What befuddles me about this colloquy is that Breuer could have simply said: "That is wrong, we conducted grand jury inquiries, we issued subpoenas and I am prohibited from saying anything else under Rule 6(e)."  Rule 6(e) of the mandates that DOJ attorneys "shall not disclose matters occurring before the grand jury." It further provides that "no obligation of secrecy may be imposed on any person except in accordance with this rule." So Breuer certainly cannot disclose anything that happened before any grand jury--testimony given, questions asked, targets, documents reviewed, etc. But note that a general statement that some Grand Juries did issue subpoenas to some banks is not a matter "occurring before the grand jury." As the DOJ manual states: "Generally, it is necessary to disclose at least some information describing the nature of a grand jury inquiry during the course of an investigation. In most circumstances, such information should be very general. For example, a Government attorney could say, 'We are investigating a possible price-fixing conspiracy in the road building industry.'"

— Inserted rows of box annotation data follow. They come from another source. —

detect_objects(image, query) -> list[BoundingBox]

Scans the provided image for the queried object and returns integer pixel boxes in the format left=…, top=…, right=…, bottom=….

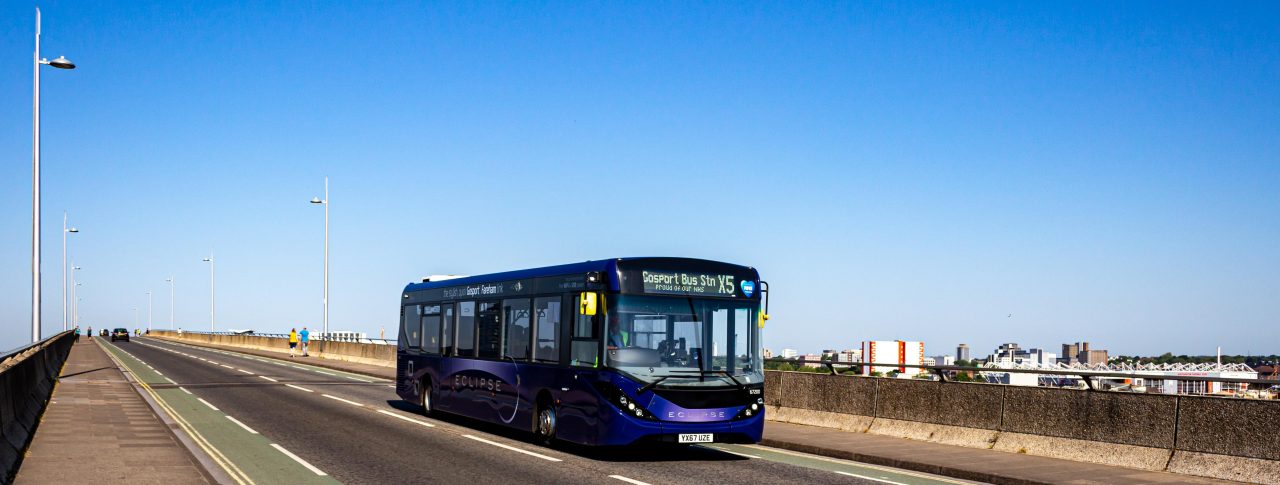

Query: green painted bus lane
left=102, top=343, right=338, bottom=485
left=703, top=444, right=974, bottom=485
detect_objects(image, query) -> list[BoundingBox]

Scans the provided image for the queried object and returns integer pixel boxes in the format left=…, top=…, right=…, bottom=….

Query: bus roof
left=403, top=257, right=754, bottom=293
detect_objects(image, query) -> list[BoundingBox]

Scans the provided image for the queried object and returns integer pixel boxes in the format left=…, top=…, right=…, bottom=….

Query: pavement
left=15, top=337, right=211, bottom=485
left=111, top=338, right=964, bottom=485
left=32, top=338, right=1229, bottom=485
left=760, top=421, right=1235, bottom=485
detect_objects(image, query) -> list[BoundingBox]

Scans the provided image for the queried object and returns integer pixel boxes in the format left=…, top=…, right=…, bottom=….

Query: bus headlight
left=591, top=381, right=658, bottom=420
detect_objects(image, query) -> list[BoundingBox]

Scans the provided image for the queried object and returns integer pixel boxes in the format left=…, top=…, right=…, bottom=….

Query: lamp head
left=49, top=55, right=76, bottom=69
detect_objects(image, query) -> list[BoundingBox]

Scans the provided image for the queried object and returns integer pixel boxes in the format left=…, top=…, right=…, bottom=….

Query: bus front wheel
left=536, top=401, right=557, bottom=444
left=419, top=379, right=431, bottom=416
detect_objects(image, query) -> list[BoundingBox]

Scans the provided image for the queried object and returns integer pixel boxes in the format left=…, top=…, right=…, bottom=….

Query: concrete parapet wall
left=764, top=371, right=1280, bottom=485
left=0, top=331, right=76, bottom=484
left=151, top=330, right=396, bottom=367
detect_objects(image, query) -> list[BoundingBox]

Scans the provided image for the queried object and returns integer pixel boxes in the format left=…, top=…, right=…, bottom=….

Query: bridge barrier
left=765, top=371, right=1280, bottom=485
left=0, top=331, right=76, bottom=484
left=151, top=330, right=396, bottom=367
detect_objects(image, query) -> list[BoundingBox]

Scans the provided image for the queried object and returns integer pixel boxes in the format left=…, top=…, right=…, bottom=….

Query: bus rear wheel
left=417, top=379, right=431, bottom=416
left=535, top=402, right=557, bottom=444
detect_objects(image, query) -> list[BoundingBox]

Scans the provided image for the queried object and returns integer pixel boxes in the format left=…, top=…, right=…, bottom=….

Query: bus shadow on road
left=387, top=399, right=748, bottom=462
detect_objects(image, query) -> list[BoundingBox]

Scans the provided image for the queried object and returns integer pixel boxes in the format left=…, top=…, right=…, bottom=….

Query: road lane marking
left=227, top=416, right=257, bottom=434
left=378, top=409, right=435, bottom=427
left=609, top=475, right=649, bottom=485
left=271, top=443, right=329, bottom=476
left=320, top=394, right=365, bottom=407
left=836, top=470, right=906, bottom=485
left=462, top=435, right=560, bottom=463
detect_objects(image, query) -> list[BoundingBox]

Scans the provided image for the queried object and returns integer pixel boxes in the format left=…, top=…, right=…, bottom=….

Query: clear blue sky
left=0, top=1, right=1280, bottom=354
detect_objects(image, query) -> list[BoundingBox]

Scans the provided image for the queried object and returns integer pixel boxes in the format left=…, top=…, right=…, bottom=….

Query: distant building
left=1057, top=342, right=1110, bottom=366
left=836, top=349, right=863, bottom=363
left=800, top=353, right=822, bottom=367
left=861, top=340, right=924, bottom=378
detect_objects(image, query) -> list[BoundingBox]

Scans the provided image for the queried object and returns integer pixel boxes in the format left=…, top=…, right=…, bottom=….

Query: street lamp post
left=311, top=177, right=329, bottom=352
left=72, top=264, right=81, bottom=326
left=164, top=276, right=173, bottom=330
left=205, top=252, right=218, bottom=331
left=63, top=211, right=79, bottom=331
left=31, top=9, right=76, bottom=342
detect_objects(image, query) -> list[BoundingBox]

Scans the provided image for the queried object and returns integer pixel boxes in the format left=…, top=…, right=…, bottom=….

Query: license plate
left=676, top=433, right=714, bottom=443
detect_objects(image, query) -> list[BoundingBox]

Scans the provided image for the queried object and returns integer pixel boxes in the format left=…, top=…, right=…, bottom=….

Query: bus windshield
left=605, top=294, right=764, bottom=386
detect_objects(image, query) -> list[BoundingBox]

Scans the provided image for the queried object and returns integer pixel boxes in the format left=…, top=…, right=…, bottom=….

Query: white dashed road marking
left=271, top=443, right=329, bottom=476
left=609, top=475, right=649, bottom=485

Note also that Rule 6(e) does not apply to witnesses. So usually any high profile or important grand jury inquiry leaks to the press. I cannot find any such leaks.

Finally, the same former prosecutors also told Frontline that "at the weekly indictment approval meetings that there was no case ever mentioned that was even close to indicting Wall Street for financial crimes." It is hard to imagine that any bona fide grand jury inquiry of Wall Street would not warrant a discussion at such meetings.

It looks like, in sum, that there were no substantial grand jury inquiries focused upon criminality at the megabanks related to the subprime debacle. If so, this is a scandal of epic proportions.

Congress should immediately investigate and the President needs to ask directly what grand jury inquiries occurred. Heads must roll if they failed to even investigate with grand juries and a special prosecutor should be appointed. It does not help that both Breuer and Attorney General Holder hail from Covington & Burling which represents most of the megabanks. Breuer appears to be looking for a new post--Obama should fire him before he lands at some megabank job for mega dollars. Either President Obama endorses the Breuer approach that some economic actors are too big to jail or he repudiates it by firing its top promulgator.

To its credit, the Bush DOJ empaneled a grand jury for the Bear Stearns hedge fund case which led to a criminal indictment (and acquittal). President Obama must confront his Attorney General and demand an explanation. Does this administration really want its legacy to be that it went easier on the banksters than Bush?